Certes, toutes les restrictions et échappatoires introduites réduisent l'effet contraignant des conventions. Le nombre de locaux "raccordables sur demande" sur Lille serait d'ailleurs très élevé. Pour autant, les élus lillois souhaitent aller de l'avant. "Peut-être aurons-nous des moments difficiles à traverser d'ici 2020 mais nous ne croyons pas à un déploiement des opérateurs qui n'irait pas chercher le marché", souligne ainsi un responsable local. En interne, on mise sur "le dialogue rétabli", sur "l'appétence des consommateurs" et sur la "mobilisation" des élus qui se sont montrés très actifs sur ce "chantier d'avenir". Les conventions représentent un point de départ, officialisent les engagements des opérateurs et "il sera toujours temps de corriger les éventuels défauts qui apparaîtraient en cours de route", ajoutent encore certains, convaincus qu'en marchant, "tout le monde finira par y trouver son compte".
Les faits pourraient donner raison à ces optimistes. En début de semaine, à propos de l'extinction du cuivre à Palaiseau, Orange confirmait la tenue des délais de son expérimentation et annonçait d'excellents premiers résultats : un an après son lancement, les trois quarts des clients grand public d'Orange avaient opté pour la fibre, avec des effets très positifs sur la consommation. L'opérateur confirmait une forte croissance des usages avec le triplement de la consommation internet (download), la multiplication par sept des accès au cloud et autres services externalisés (upload), ainsi qu'une progression équivalente des services de télévision de rattrapage, des bouquets de télévision payants et de la vidéo à la demande. De quoi rassurer les opérateurs et les inciter, si le mouvement se confirme, à accélérer leurs investissements. Mais aussi de quoi donner des arguments aux plus sceptiques, de quoi les inciter à poursuivre leurs appels à la vigilance en faveur, notamment, de tous ceux dont le mode d'habitat pourrait devenir un facteur d'exclusion de ces nouveaux moyens de communication. 
 

Attention aux locaux raccordables qui ne le sont pas…

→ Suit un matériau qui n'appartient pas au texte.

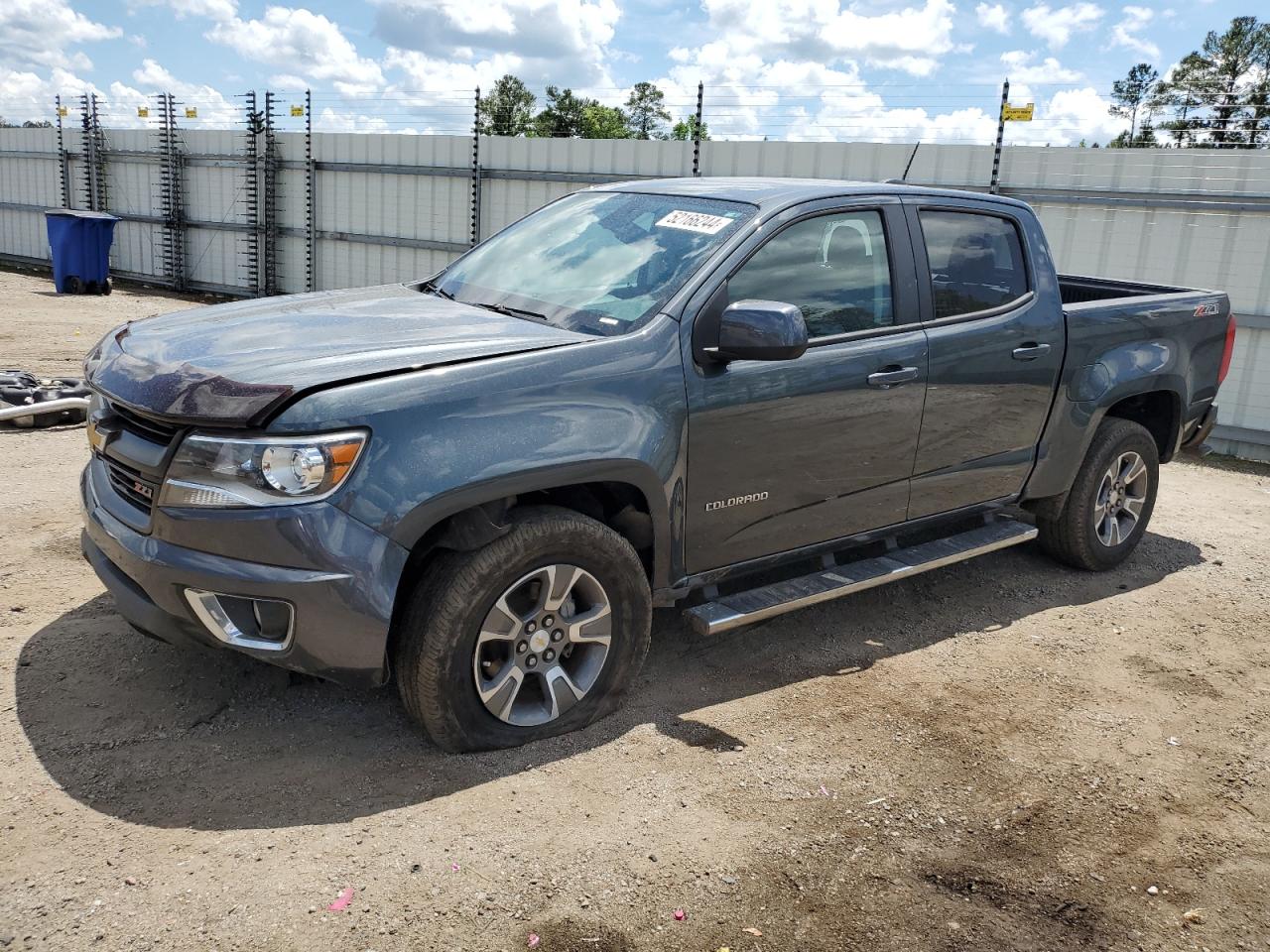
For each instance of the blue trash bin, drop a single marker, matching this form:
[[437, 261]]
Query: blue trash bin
[[80, 243]]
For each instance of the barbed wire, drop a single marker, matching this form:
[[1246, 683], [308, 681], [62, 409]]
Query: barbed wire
[[898, 112]]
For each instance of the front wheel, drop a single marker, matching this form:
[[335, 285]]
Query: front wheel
[[1110, 502], [538, 634]]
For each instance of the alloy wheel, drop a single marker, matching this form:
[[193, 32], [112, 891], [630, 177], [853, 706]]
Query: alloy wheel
[[543, 645], [1120, 500]]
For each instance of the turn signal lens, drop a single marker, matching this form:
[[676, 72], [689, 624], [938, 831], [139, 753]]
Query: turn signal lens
[[227, 474], [1227, 353]]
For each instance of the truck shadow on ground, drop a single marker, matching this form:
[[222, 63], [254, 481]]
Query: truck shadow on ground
[[178, 738]]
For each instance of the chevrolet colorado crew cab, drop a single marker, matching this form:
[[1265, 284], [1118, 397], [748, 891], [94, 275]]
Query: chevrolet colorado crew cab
[[738, 395]]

Comme indiqué plus haut, un local devient raccordable s'il est branché optiquement au point de mutualisation (soit directement, soit par l'intermédiaire d'un point de branchement optique dans les immeubles collectifs). Or il existe, avec la convention, quatre catégories possibles de locaux raccordables, dont certaines susceptibles de fortement retarder les déploiements :
- Local raccordable sans conditions particulières. Il se situe dans un habitat dense et ses coûts d'installation sont limités, ce qui ne semble pas être le cas le plus fréquent dans la zone moins dense.
- Local raccordable dès autorisation. Un opérateur ne pouvant imposer sa présence dans une propriété privée sans autorisation explicite du bailleur, pourra attendre la délivrance de ce sésame pendant une durée indéterminée… . Autant dire que dans les zones moins intéressantes, les ORC ne se presseront pas pour l'obtenir. Ce régime des autorisations constitue l'un des principaux obstacles au déploiement mais n'est pas directement imputable aux opérateurs..
- Local raccordable sur demande. Dans les immeubles plus difficiles d'accès, l'opérateur pourra utiliser une clause de "raccordement sur demande". Certes, il existe bien une clause précisant que toute demande impose le raccordement dans les six mois. Mais celle-ci devra passer par un fournisseur d'accès à Internet (FAI). Or si l'opération n'est pas rentable pour lui (ce qui sera souvent le cas en raison des coûts d'installation répercutés), il ne répercutera pas la demande. Dans ce cas, l'usager sera placé dans une impasse.
- Local soulevant des difficultés exceptionnelles. Lorsque le raccordement entraîne "des surcoûts moyens très importants", il peut faire l'objet de négociations destinées à régler la difficulté puis remonter à l'arbitrage du comité de suivi, pour un résultat incertain puisqu'il n'y a pas de sanctions prévues…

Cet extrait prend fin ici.